Wednesday, February 18, 2009

Another Positive Story from the World of Sports

I read about this story on Monday. I wanted to share it with you. It comes from ESPN.com and I think that it pretty much speaks for itself. I'll only add that this is one reason why I enjoy sports and what they can bring to people involved:

Two missed free throws, ordinarily the cause of a coach's headache, became the symbol of sportsmanship in a Milwaukee boys' basketball game earlier this month.
Milwaukee Madison senior Johntell Franklin, who lost his mother, Carlitha, to cancer on Saturday, Feb. 7, decided he wanted to play in that night's game against DeKalb (Ill.) High School after previously indicating he would sit out.

He arrived at the gym in the second quarter, but Franklin's name was not in the scorebook because his coach, Aaron Womack Jr., didn't expect him to be there.
Rules dictated Womack would have to be assessed a technical, but he was prepared to put Franklin in the game anyway. DeKalb coach Dave Rohlman and his players knew of the situation, and told the referees they did not want the call.

The referees had no choice. But Rohlman did.

"I gathered my kids and said, 'Who wants to take these free throws?'" Rohlman said, recounting the game to the Milwaukee Journal Sentinel. "Darius McNeal put up his hand. I said, 'You realize you're going to miss, right?' He nodded his head."

McNeal, a senior point guard, went to the line. The Milwaukee Madison players stayed by their bench, waiting for the free throws. Instead of seeing the ball go through the net, they saw the ball on the court, rolling over the end line.

"I turned around and saw the ref pick up the ball and hand it back to the player," Womack said in the Journal Sentinel. "And then [McNeal] did the same thing again."

Said Rohlman: "Darius set up for a regular free throw, but he only shot it two or three feet in front of him. It bounced once or twice and just rolled past the basket."

"I did it for the guy who lost his mom," McNeal told the newspaper. "It was the right thing to do."

Womack, overwhelmed by DeKalb's gesture, wrote a letter to the DeKalb Daily Chronicle, which had first reported the story.

"As a principal, school, school district staff, and community you should all feel immense pride for the remarkable job that the coaching staff is doing in not only coaching these young men, but teaching them how to be leaders," Womack wrote.

DeKalb had traveled more than two hours for the game, and waited another two as Womack rushed from the hospital, where he had been with Franklin, to the school to gather his team.
"We were sympathetic to the circumstances and the events," Rohlman said in the Journal Sentinel. "We even told Coach Womack that it'd be OK to call off the game, but he said we had driven 2½ hours to get here and the kids wanted to play. So we said, 'Spend some time with your team and come out when you're ready.'"

The two schools had met twice previously, and this one ended with a Madison victory, but as in the other games, they also shared a pizza dinner, "four kids to a pizza, two Madison kids and two DeKalb kids," Womack told the Journal Sentinel.

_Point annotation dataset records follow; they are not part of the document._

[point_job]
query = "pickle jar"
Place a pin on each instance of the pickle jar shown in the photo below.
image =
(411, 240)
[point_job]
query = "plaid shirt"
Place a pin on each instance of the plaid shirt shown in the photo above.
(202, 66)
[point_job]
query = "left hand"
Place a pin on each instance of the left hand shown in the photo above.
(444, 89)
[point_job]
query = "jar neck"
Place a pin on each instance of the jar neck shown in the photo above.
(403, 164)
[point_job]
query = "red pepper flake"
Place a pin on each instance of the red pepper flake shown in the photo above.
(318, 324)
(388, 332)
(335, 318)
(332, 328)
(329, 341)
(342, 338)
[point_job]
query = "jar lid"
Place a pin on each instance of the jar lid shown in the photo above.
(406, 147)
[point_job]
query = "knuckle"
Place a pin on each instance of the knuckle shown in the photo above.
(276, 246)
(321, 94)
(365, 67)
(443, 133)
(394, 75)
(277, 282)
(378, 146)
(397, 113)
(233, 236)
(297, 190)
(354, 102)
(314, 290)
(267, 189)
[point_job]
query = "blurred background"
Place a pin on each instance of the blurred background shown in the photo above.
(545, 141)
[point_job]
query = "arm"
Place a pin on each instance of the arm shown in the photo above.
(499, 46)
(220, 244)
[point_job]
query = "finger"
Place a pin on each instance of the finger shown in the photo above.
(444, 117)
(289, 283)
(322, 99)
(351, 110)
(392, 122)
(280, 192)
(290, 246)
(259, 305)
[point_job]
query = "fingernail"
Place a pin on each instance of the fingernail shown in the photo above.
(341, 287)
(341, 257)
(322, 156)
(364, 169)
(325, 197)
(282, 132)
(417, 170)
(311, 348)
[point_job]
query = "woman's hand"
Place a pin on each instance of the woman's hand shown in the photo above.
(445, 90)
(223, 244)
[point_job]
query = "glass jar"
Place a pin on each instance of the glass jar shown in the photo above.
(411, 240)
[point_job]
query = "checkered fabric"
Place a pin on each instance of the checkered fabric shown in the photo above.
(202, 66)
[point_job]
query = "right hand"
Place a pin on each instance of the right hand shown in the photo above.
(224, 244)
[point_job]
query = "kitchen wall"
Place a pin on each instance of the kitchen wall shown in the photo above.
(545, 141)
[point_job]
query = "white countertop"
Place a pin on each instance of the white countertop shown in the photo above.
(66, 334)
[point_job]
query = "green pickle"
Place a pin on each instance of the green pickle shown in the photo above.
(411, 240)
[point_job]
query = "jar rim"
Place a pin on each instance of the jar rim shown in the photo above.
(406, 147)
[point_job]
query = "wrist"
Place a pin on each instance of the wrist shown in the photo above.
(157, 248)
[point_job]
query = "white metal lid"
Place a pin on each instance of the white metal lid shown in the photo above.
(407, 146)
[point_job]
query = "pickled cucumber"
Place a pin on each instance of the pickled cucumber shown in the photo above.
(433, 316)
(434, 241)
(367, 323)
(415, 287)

"That letter became a big deal in DeKalb," Rohlman said in the paper. "We got lots of positive calls and e-mails because of it. Even though we lost the game, it was a true life lesson, and it's not one our kids are going to forget anytime soon."

Womack, in his letter to the DeKalb Daily Chronicle, added this at the end: "I'd like to recognize Darius who stepped up to miss the shot on purpose. He could have been selfish and cared only for his own stats [I hope Coach Rohlman doesn't make him run for missing the free throws]."